C’est pourquoi j’évoquais cet effet miroir, qui nous permet de réfléchir autrement à notre avenir, et aussi de regarder autrement la culture de l’autre.
L’ouvrage « Djoliba, le grand fleuve Niger » insiste sur la dimension culturelle du développement. Comment une institution comme le Conseil général du Val-de-Marne intègre-t-elle cette dimension dans ses actions de coopération au Niger ?
D’abord en considérant que coopérer dans le domaine de l’eau, ce n’est pas exporter une technique ou une approche, mais apporter des moyens ou un autre regard au service de réponses locales, élaborées localement, dans le respect des savoirs locaux.
Mais aussi en considérant que la coopération est forcément mutuelle, et que nos partenaires ont au moins autant à nous apprendre que eux de nous.
C’est d’ailleurs une des raisons qui font que le Val-de-Marne considère la multi-culturalité comme une richesse. Le Niger, invité d’honneur du festival de l’Oh ! c’était aussi une grande fête pour tous les Val-de-marnais originaires d’Afrique ou ayant des racines en Afrique.
Cette année, le fleuve invité est le Gange. Y a-t-il des points de comparaison entre le Gange et le Niger ?
Ils nous apprennent l’un et l’autre l’histoire des civilisations, ils ont l’un et l’autre une charge sacrée que nous avons perdue. Ils nous permettent l’un et l’autre de percevoir, derrière des pays que l’on dit « émergeants », au sens de l’économie libérale mondialisée, des expérimentations sociales, écologiques et démocratiques qui pourraient nous inspirer.
La réflexion transdisciplinaire sur le fleuve Niger, entamée en 2009 et relatée dans l’ouvrage qui a paru *, se poursuit-elle d’une manière ou d’une autre aujourd’hui ?
Pas autant que nous le souhaiterions, mais nous cherchons à ce qu’une édition du festival ne chasse l’autre. L’ouvrage en question perpétue une pensée que l’université populaire a contribué à mettre à jour en 2009. Plusieurs actions de solidarité soutenues au Niger et au Mali sont désormais entrées dans des phases opérationnelles, et c’est en 2012 que nous en rendrons compte, à l’occasion du Forum mondial de l’eau. Ainsi cette relation au Niger perdure.
Et puis de fleuves en fleuves, nous avons rassemblé une somme remarquable de connaissances : des ressources à la disposition de tous qui donneront lieu un jour, je l’espère, à un travail utile d’études comparées sur les cultures de l’eau.
Tout comme j’espère qu’un jour, nous serons en mesure d’organiser de vraies rencontres entre organisateurs de fêtes de l’eau à travers le monde, pour partager nos approches, nos expériences, les ingénieries respectives que nous mettons en œuvre au service de toutes les cultures de l’eau.
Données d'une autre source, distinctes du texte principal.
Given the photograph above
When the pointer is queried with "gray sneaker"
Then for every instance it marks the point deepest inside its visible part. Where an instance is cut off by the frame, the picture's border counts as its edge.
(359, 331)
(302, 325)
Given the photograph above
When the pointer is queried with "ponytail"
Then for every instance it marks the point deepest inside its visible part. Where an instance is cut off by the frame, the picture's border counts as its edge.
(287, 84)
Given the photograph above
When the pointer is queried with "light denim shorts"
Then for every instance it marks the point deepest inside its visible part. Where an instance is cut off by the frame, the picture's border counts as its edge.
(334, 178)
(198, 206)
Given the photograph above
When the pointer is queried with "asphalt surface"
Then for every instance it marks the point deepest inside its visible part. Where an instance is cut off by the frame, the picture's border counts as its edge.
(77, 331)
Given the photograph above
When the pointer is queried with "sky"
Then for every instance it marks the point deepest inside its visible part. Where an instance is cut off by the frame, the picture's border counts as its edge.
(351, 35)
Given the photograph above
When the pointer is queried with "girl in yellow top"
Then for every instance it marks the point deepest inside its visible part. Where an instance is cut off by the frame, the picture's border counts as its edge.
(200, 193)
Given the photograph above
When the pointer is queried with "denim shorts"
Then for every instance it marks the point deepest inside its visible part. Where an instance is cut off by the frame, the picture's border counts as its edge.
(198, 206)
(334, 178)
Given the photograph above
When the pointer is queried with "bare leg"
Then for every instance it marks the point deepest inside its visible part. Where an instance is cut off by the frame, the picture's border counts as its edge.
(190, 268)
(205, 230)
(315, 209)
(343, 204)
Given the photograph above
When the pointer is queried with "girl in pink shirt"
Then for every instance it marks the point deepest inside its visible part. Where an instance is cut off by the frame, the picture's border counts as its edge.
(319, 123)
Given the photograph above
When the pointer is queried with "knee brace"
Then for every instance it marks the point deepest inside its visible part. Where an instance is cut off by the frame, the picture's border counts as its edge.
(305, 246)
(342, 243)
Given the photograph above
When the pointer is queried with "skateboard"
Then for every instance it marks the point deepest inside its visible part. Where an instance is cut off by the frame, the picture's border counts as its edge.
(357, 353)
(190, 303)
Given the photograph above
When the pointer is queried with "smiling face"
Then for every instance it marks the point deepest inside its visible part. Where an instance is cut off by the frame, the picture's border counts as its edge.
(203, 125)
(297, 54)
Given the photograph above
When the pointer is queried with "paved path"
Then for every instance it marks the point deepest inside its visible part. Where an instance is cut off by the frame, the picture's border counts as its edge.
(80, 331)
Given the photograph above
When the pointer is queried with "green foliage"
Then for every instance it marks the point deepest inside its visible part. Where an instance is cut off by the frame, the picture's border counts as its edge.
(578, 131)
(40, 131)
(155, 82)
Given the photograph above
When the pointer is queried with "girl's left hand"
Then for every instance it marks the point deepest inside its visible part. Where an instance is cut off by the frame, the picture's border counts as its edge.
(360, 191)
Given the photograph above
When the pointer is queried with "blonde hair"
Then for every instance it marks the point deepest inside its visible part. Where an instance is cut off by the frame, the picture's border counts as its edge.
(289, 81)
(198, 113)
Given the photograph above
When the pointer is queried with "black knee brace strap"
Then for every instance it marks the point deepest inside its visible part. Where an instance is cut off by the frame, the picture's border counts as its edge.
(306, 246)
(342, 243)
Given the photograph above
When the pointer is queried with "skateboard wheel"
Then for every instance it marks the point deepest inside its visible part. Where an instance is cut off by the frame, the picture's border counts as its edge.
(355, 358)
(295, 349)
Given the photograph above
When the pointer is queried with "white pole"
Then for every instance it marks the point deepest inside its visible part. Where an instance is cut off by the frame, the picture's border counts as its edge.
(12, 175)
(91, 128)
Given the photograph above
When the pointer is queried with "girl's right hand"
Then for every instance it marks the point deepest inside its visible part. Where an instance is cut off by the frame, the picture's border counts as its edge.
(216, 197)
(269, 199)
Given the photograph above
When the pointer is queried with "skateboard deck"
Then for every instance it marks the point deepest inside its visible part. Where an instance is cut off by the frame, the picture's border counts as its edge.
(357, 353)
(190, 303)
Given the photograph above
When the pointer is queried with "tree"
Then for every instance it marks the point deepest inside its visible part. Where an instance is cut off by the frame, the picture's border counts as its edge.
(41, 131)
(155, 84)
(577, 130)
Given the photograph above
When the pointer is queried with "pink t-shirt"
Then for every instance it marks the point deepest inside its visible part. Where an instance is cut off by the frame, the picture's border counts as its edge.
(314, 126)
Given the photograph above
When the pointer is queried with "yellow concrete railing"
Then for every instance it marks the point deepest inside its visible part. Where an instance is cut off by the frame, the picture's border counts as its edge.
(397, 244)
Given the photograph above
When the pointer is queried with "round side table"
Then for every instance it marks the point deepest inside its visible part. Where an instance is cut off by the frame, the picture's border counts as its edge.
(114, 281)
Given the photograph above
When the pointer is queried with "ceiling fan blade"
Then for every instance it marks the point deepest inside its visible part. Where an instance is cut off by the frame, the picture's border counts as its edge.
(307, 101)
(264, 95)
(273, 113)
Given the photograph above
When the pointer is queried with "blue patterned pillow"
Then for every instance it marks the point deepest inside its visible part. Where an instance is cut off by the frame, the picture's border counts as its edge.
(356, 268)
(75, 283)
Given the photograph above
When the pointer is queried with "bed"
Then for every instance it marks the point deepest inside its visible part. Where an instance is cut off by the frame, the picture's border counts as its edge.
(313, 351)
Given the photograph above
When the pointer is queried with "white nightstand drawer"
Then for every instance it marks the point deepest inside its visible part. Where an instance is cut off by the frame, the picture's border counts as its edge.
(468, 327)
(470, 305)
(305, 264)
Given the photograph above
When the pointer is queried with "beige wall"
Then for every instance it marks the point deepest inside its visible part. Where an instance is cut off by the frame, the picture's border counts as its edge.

* Djoliba, le grand fleuve Niger. Visions de l’eau, culture de l’autre, dirigé par Ismaël Sory Maïga, éditions La Dispute, 206 p., 2010.


Les auteurs
: Chantal Bourvic (professeure et conseillère générale du Val-de-Marne), Many Camara (sociologue, chercheur à l’université de Bamako et enseignant à l’université d’Angers), Youssouf Tata Cissé (sociologue, ethnologue, chercheur au CNRS et professeur à l’Université Paris I), Fatoumata Siré Diakité (ambassadrice du Mali en Allemagne), Sekou Diarra (sociologue et économiste), Boubé Gado (historien et archéologue), Didier Husson (directeur artistique du festival Les Ecrans documentaires), Anne Le Strat (présidente de la société Eau de Paris), Ismaël Sory Maïga (linguiste, sociologue et professeur à l’Université Paris VIII), Jacques Perreux (vice-président du Conseil général du Val-de-Marne), Aminata Dramane Traoré (ancienne ministre de la Culture et du tourisme au Mali, essayiste et militante altermondialiste).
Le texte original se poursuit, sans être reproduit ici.